Suggestion: Ability to Apply to Be an Audio Contributor
I think it would be cool if native speakers could apply on Duolingo to read sentences, to replace the robotic voice we have now.
This would be excellent if implemented with some of the features of forvo.com, such as the accent map. It seems a lot to consider the idea of users pronouncing thousands of sentences, but other sites have examples of users who've pronounced clips in the tens of thousands.
It could work via a user-designated priority system, in which you order a few of these pronunciation volunteers by preference, so that when your preferred one is present, their pronunciation is used - and when they're not, it goes to the next preferred volunteer in your list.
You could implement a reputation system for a user, in which users can garner positive votes to show that people think well of their pronunciations. I think it'd be necessary to have no downvoting in a system like this, however, as I could inevitably see users downvoting pronunciations that aren't of their own standard (in terms of regional standards).
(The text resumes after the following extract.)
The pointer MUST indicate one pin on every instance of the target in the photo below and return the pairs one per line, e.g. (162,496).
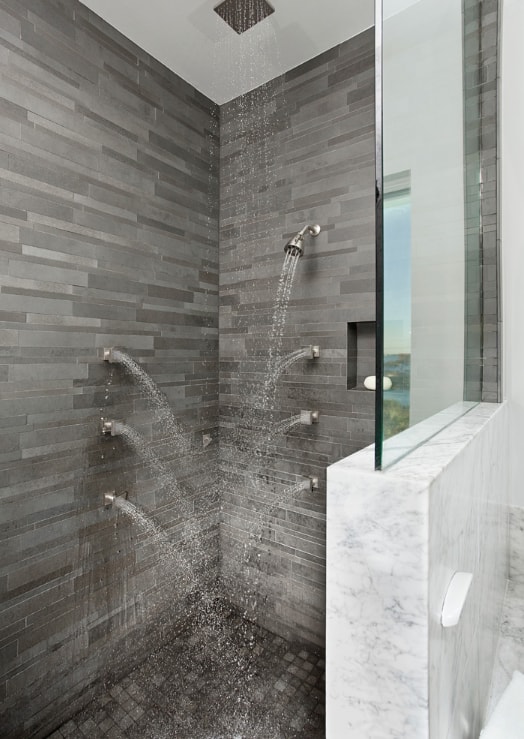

With a positive-only voting system, people with clear pronunciation of the most notable accents would likely receive the highest reputation, while those of lesser-known accents will not reach the same heights - which is okay, because learners tend to aim for one of the big standards, anyway. I wouldn't expect my Ayrshire Scottish English to be so desirable next to Received Pronunciation or General American pronunciations! :P But then, the fringe accents are there for those who do desire them! Some people want to learn a language to live in a country which isn't home to one of the big accents, after all, so that could be useful.
Space requirements for storing all of this, however, are inevitably significant, to put it mildly.
With librivox, you have to apply to be an audio contributor by sending in a sample recording so they can make sure you speak clearly and have decent audio recording equipment. Duolingo could implement a similar thing to make sure that the person speaks clearly enough (to ensure they're actually an improvement over the robot) and to make sure that their recording is clear and without background noise etc.
Unfortunately, Luis thinks user retention is more important than quality.
"Hi. We've actually tried a real human voice for the first 10 lessons (for English and Spanish, with professional voices), and people liked it less! (They returned to the site less.) Based on this we decided to work on improving other aspects of the site instead."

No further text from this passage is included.